¡Escocia, el Mundial y una cachetada de realidad que nos hace pensar!
Che, pibes de Lomas de Tafí y Tafí Viejo, ¿vieron lo que está pasando con Escocia en el Mundial de 2026? Otra vez, parece que se van temprano, con las ilusiones por el piso. Y en medio de la autopsia futbolera, apareció un tipo que la tiene clara, un ex delantero inglés, ni más ni menos que Ian Wright, y nos tiró la justa en la cara: ¿qué pasa con el fútbol escocés que no levanta cabeza?
Olvídate de las PlayStations, de los carteles de ‘prohibido jugar a la pelota’ o de lo que cuesta alquilar una cancha, como a veces nos quejamos acá. Wright fue al hueso, pidió una «visión más audaz, más valiente» y sentenció que «alguien está defraudando a Escocia a una escala masiva». Sus razones: contratos de televisión que valen dos pesos y un potencial que nunca explota. ¡Uff, qué palazo!

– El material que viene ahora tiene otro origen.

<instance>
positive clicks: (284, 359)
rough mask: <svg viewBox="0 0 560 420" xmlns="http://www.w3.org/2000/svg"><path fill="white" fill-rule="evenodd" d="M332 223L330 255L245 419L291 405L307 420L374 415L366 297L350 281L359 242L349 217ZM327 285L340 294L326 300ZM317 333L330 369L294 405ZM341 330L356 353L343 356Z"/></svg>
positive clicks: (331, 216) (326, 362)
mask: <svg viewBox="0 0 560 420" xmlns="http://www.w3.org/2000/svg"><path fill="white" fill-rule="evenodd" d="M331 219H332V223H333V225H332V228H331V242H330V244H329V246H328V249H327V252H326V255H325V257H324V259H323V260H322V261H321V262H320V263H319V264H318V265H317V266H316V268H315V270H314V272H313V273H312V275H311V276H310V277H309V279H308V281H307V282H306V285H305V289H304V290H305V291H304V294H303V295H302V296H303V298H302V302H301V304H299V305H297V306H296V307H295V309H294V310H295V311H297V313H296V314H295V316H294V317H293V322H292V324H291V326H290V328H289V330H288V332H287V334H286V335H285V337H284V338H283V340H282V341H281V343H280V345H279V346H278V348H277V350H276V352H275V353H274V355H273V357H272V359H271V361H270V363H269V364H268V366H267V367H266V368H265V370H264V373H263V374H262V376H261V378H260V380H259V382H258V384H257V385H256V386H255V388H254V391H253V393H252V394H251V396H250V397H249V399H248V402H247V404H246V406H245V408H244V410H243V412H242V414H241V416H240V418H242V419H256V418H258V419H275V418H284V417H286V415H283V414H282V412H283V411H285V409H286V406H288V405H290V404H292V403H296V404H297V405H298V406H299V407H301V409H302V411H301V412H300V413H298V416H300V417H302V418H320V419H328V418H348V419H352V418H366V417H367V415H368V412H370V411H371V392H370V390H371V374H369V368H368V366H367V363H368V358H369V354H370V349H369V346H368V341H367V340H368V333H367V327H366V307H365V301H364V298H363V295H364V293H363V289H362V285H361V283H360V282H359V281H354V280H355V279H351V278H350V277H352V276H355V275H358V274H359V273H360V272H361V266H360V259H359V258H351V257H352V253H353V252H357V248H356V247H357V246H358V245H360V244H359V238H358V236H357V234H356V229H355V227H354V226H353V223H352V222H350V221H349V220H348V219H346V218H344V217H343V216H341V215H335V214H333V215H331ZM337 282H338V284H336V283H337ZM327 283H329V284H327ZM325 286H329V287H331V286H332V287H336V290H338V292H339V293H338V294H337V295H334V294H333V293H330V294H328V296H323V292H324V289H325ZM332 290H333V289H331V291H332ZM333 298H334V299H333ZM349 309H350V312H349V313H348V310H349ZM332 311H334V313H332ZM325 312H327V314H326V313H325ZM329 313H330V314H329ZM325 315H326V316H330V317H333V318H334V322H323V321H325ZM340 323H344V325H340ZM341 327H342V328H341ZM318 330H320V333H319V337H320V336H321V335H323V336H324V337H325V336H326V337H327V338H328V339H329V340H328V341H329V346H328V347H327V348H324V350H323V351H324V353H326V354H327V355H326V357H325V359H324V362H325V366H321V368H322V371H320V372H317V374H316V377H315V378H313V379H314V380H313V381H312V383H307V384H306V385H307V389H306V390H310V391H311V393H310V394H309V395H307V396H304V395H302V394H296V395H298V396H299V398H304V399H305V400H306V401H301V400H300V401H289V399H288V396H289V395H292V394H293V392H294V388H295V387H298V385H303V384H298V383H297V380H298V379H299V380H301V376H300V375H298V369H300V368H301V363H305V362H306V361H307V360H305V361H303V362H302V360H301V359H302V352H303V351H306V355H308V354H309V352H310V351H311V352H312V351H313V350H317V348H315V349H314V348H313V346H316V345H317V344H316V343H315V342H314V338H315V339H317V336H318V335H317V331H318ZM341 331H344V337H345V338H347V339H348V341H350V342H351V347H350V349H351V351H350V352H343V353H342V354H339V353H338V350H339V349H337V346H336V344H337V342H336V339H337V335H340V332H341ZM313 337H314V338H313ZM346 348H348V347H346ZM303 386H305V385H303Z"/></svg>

Con el equipo de Steve Clarke con un pie y medio afuera del Mundial, después de sumar solo tres puntos en tres partidos de fase de grupos, acá en Lomas de Tafí, los que nos pasamos la tarde en el potrero de la Avenida Raya o los que nos juntamos a ver los partidos por la tele en la Martín Blanco, ¿no nos sentimos un poco identificados con esa pasión que se desinfla?
La comparación que duele: ¿Noruega nos marca el camino?
Y para colmo, Wright nos puso el espejo con Noruega, un país con una población parecida a la escocesa, apenas cinco millones. ¿Qué onda con Noruega? Estuvieron ausentes de los Mundiales entre 1998 y este, igual que Escocia. Pero ojo al dato: los noruegos, con figuras como el ‘Androide’ Haaland del Manchester City y el cerebro Martin Odegaard del Arsenal, ¡ya están en octavos de final! Es la tercera vez en la historia que lo logran.
Y acá viene lo más polémico, lo que nos debería hacer ruido a nosotros, los futboleros de Tafí Viejo. Wright analizó los torneos locales de ambos países. Mientras los clubes noruegos meten un promedio de 6.000 a 7.000 personas por fecha, en Escocia, ¡ese número se dispara a 16.000! Es decir, ¡más del doble de gente en la cancha! Y aún así, Noruega está en la élite y Escocia, otra vez, haciendo las valijas.
Los datos de Transfermarkt lo confirman: el promedio de asistentes a los partidos de la primera división noruega en la temporada 2025 fue de poco más de 7.000 hinchas. Mientras tanto, en Escocia, las tribunas explotan de pasión, pero los resultados internacionales no llegan.
Entonces, la pregunta del millón para los que respiramos fútbol en cada esquina de Lomas de Tafí: ¿es el aguante de la hinchada lo único que importa? ¿O hay algo más profundo, algo en la gestión, en la visión, que hace la diferencia? Ian Wright nos tiró la bomba y nos obligó a pensar: ¿somos solo pasión o estamos construyendo algo sólido para que nuestros pibes, los que sueñan con vestir la celeste y blanca, tengan un futuro real más allá del potrero?
Porque si tanto amor por la camiseta no se traduce en un proyecto serio, ¿de qué sirve llenar la cancha si después nos volvemos a casa con las manos vacías? ¡A ponerse las pilas, que el Mundial nos está dando lecciones que no podemos ignorar!